La oración es la avenida maravillosa para recorrer y entrar en el país de la sanidad. Cuando me acerco a Dios y digo, ¡OH Señor, que sea hecha tu voluntad!, mi personalidad y mi naturaleza más profunda toca el lugar santísimo.
La oración me hace como un niño porque me hace depender del Padre celestial, en quien pongo toda mi confianza.
Sé, sin embargo, que mi gran lucha este día es comenzar sin oración y sin mi tiempo de meditación, porque la sociedad en la que vivo, los periódicos, la televisión, las conversaciones y los compromisos, intentarán echar por el suelo el tiempo que necesito pasar en oración.
Pero hoy quiero, antes que nada, caminar por las veredas de la oración.
La vida es dura por sí misma y por ello debo tener mi tiempo de oración para afrontar la dureza de la misma.
Hoy no quiero escoger la oscuridad del mundo, sino buscar la luz de Dios a través de la avenida de la oración.
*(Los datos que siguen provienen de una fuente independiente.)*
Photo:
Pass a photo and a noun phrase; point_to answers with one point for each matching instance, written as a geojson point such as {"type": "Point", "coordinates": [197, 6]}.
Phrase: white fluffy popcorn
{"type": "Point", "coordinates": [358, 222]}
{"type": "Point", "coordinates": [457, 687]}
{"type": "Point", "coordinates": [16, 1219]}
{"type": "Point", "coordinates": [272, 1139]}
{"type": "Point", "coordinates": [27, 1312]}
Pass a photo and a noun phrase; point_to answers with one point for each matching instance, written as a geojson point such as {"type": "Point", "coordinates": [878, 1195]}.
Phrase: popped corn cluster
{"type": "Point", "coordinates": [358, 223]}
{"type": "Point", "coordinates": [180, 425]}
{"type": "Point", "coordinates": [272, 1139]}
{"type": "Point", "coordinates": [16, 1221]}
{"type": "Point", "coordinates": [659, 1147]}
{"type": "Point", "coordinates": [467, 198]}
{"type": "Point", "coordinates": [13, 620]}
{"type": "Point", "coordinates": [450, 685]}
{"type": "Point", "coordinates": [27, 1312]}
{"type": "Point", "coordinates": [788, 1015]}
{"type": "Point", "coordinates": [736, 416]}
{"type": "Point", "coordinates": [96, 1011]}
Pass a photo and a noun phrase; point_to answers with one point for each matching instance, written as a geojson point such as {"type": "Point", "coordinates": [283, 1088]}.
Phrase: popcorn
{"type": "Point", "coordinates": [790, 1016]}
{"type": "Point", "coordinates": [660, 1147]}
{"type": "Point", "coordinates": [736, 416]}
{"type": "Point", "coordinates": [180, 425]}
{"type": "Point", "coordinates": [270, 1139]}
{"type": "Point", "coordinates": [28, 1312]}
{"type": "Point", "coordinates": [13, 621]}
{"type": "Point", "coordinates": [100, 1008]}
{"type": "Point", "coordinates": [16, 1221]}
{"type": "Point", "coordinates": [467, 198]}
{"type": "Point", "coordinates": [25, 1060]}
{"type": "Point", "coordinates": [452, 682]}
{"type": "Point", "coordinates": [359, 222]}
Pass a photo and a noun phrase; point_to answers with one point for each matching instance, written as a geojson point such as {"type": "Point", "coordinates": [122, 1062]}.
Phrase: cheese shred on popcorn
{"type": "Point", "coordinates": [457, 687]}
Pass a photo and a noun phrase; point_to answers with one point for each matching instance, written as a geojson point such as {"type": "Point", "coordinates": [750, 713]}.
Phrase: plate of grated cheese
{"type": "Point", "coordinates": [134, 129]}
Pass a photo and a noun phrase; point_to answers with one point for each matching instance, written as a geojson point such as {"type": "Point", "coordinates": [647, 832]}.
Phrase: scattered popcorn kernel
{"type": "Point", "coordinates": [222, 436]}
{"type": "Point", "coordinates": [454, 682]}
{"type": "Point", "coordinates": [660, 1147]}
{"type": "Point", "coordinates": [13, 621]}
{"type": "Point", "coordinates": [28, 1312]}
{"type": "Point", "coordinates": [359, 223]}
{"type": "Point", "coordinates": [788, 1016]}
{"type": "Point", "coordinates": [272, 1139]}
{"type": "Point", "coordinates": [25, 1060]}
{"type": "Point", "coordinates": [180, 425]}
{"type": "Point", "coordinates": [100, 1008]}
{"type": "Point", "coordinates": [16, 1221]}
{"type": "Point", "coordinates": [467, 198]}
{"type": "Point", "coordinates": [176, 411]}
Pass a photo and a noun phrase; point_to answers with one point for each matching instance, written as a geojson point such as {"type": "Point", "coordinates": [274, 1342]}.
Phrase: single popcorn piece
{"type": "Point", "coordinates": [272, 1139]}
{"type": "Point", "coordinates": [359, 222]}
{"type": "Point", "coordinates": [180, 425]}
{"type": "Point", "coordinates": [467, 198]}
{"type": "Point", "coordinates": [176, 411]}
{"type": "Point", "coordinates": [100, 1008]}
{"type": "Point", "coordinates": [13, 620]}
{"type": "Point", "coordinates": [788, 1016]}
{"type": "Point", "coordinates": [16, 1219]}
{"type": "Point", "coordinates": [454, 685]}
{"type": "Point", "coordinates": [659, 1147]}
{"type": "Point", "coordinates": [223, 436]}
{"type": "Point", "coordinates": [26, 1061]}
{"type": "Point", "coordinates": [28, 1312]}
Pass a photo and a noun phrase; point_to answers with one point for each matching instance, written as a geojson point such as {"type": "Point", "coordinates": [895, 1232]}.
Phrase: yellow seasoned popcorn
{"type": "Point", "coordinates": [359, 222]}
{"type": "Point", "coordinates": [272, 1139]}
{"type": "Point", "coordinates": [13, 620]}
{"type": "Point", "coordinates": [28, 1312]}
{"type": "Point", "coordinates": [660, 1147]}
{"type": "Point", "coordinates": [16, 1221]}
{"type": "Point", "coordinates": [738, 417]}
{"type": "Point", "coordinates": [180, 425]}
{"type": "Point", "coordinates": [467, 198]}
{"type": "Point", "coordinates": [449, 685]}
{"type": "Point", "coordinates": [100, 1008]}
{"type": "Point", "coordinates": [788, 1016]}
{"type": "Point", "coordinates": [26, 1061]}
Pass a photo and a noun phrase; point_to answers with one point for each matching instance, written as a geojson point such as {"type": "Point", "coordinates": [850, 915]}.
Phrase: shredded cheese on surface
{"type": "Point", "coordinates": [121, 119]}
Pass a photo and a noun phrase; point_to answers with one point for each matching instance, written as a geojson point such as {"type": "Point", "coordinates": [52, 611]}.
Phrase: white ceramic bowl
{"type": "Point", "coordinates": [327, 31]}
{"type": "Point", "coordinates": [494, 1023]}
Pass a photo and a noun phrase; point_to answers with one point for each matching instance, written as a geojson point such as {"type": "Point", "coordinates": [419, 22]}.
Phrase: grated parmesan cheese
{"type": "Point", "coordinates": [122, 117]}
Hoy he elegido regocijarme en la presencia de Dios. Regocijarme en el hecho de su crucifixión y resurrección.
Es fácil tener fe en Dios cuando la vida se desarrolla de la manera como nosotros queremos, pero el verdadero poder de la fe está en creer cuando parece que nuestras oraciones no son contestadas.
Sin embargo, si persisto en la avenida de la oración, a pesar de las sombras que puedan rodearme, esa avenida me llevará finalmente a la gran plaza de la mañana de la resurrección. Y entonces comprenderé que la esperanza no se pierde.
Cuando camino por la avenida de la oración, entonces mi mente se alinea con la mente de Dios.
Cuando recuerdo que soy un hijo de Dios, entonces mi mente se alinea con Dios y puedo ver que el poder que abrió el Mar Rojo, cuando Moisés oró, es el mismo poder que rodea mi vida.
Hoy quiero alinear mi mente con la mente de Dios, y la única manera de hacerlo es caminando por la avenida de la oración.
Señor, gracias por darme la oportunidad de caminar por esta hermosa vereda de la oración; yo encuentro nuevas experiencias contigo en este diario caminar. Amén.